Am Sonntagnachmittag werden in Paris bis zu eine Million Menschen zu einem Protestmarsch gegen Terror und Gewalt erwartet. Am Vormittag berieten sich elf Innenminister über die Sicherheitslage in Europa. Belgiens Innenminister Jan Jambon forderte im Vorfeld eine Ausweitung des Terrordatenaustauschs.

Die Ministerkonferenz, der auch der amerikanische Justizminister beiwohnte, forderte eine strengere Überwachung der europäischen Außengrenzen. Auch die Kontrolle des Internets soll verschärft werden.

Belgiens Innenminister Jan Jambon (Foto) schlug während des Anti-Terror-Treffens vor, den Austausch von Terrordaten zwischen den verschiedenen Ländern auszuweiten.

Jihadistenliste

Jambon hatte zuvor erklärt, es sei schockierend festzustellen, dass die Täter der Anschläge in Paris auf den amerikanischen und britischen Terrorlisten gestanden hätten, aber nicht auf den französischen. Deshalb sei ein wirksamer Informationsaustausch über potentielle Jihadisten notwendig, denn Terror kenne keine Grenzen, so Jambon.
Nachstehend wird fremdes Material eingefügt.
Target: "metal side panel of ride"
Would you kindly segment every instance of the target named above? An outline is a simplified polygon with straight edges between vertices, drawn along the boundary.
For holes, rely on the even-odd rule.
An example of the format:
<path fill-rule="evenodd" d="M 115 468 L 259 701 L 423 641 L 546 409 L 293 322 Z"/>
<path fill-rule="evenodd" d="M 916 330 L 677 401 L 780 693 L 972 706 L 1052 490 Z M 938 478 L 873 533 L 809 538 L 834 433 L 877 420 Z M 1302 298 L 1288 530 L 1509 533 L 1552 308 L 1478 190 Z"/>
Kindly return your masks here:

Hunderttausende Menschen wollen am Sonntag in Paris gegen den Terror demonstrieren. An dem Protestmarsch werden sich zahlreiche europäische Staats- und Regierungschefs beteiligen, darunter auch Premier Charles Michel.

US-Justizminister Eric Holder kündigte während des informellen Gipfels in Paris an, am 18. Februar werde in der amerikanischen Hauptstadt Washington ein offizieller Terrorgipfel stattfinden. „Wir werden mit allen Alliierten zusammenkommen und besprechen, wie wir auf den gewalttätigen Extremismus auf der ganzen Welt reagieren können“, so Holder.